Dive Brief:
- Among the many reasons LinkedIn CEO Jeff Weiner gave employees in a memo about the $26.2 billion Microsoft purchase of LinkedIn: Their company now had a chance to “to control our own destiny.”
- According to The New York Times' Dealbook, Weiner may have left one key reason out of that bit of communications. Writer Andrew Ross Sorkin noted that missing link would be the firm's less-than-stellar stock price and its heavy reliance on stock-based compensation.
- Such a position could negatively affect its talent bench strength over the long haul, especially since LinkedIn's stock price had been dinged as of late.
Dive Insight:
Behind all the glowing headlines, Sorkin explains that LinkedIn has not made money over the past two years, adding that in early 2016, LinkedIn’s stock price dropped 40% in value after it revealed "weaker-than-expected growth for the year." At the time, the stock price fell from $225 on New Year's Day 2016 to $100 about a month later.

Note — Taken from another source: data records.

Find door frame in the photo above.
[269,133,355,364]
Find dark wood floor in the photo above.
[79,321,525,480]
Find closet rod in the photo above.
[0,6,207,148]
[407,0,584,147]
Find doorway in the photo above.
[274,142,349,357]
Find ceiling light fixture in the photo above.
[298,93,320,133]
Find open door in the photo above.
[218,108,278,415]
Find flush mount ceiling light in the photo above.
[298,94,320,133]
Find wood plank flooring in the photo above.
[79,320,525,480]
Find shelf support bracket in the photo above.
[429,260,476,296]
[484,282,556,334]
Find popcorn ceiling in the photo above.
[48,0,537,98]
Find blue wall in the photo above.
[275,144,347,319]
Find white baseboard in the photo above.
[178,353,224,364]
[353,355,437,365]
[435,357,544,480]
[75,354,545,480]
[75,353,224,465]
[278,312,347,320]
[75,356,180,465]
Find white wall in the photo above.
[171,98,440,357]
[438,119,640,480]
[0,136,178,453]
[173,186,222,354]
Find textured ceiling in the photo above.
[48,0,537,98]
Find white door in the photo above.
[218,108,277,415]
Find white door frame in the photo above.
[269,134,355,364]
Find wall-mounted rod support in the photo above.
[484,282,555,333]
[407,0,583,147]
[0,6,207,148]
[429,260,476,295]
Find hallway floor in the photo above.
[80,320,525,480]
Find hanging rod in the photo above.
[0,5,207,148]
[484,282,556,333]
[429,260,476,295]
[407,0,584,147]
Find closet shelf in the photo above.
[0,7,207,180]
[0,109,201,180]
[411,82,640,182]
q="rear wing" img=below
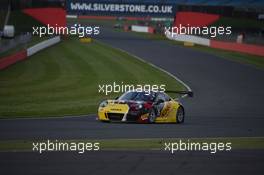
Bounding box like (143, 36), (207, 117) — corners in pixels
(165, 91), (193, 98)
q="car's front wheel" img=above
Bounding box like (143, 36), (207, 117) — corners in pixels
(176, 106), (185, 123)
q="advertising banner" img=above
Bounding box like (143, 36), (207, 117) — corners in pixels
(66, 0), (176, 17)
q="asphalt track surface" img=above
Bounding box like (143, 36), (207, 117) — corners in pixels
(0, 24), (264, 174)
(0, 151), (264, 175)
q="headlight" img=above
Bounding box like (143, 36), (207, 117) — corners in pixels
(99, 101), (108, 108)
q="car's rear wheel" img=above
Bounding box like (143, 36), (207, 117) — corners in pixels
(148, 109), (156, 123)
(176, 106), (185, 123)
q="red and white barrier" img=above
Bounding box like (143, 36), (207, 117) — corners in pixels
(166, 33), (210, 46)
(166, 33), (264, 56)
(0, 36), (60, 70)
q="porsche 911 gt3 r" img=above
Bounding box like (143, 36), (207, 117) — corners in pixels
(97, 91), (193, 123)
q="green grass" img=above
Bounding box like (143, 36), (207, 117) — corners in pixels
(0, 137), (264, 151)
(0, 38), (184, 118)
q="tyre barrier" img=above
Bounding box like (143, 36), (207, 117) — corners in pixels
(0, 36), (60, 70)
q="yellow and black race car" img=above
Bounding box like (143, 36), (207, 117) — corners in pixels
(97, 91), (193, 123)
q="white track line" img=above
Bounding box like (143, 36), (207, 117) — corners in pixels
(97, 40), (192, 97)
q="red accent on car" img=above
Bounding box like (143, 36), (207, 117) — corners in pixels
(144, 102), (152, 109)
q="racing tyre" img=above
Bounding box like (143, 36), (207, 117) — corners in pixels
(148, 109), (156, 123)
(176, 106), (185, 123)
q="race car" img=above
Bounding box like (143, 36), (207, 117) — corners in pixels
(97, 91), (193, 123)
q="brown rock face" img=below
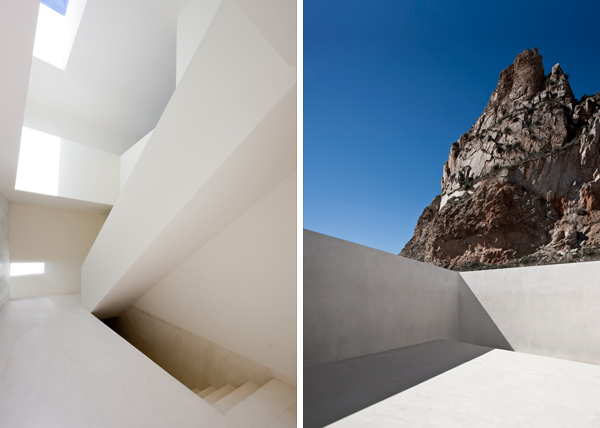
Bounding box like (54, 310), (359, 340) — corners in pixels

And because LinkedIn relied heavily on stock share-based compensation, rumors following the stock drop mentioned the possibility LinkedIn would begin losing top talent as the latter began to see their stock-based income value evaporating. Mark Mahaney, a veteran technology analyst at RBC Capital Markets, told Dealbook that “If the stock had stayed down, it [LinkedIn] would have seen employee churn.”
That's no longer an issue, now that Microsoft has made its move to purchase LinkedIn.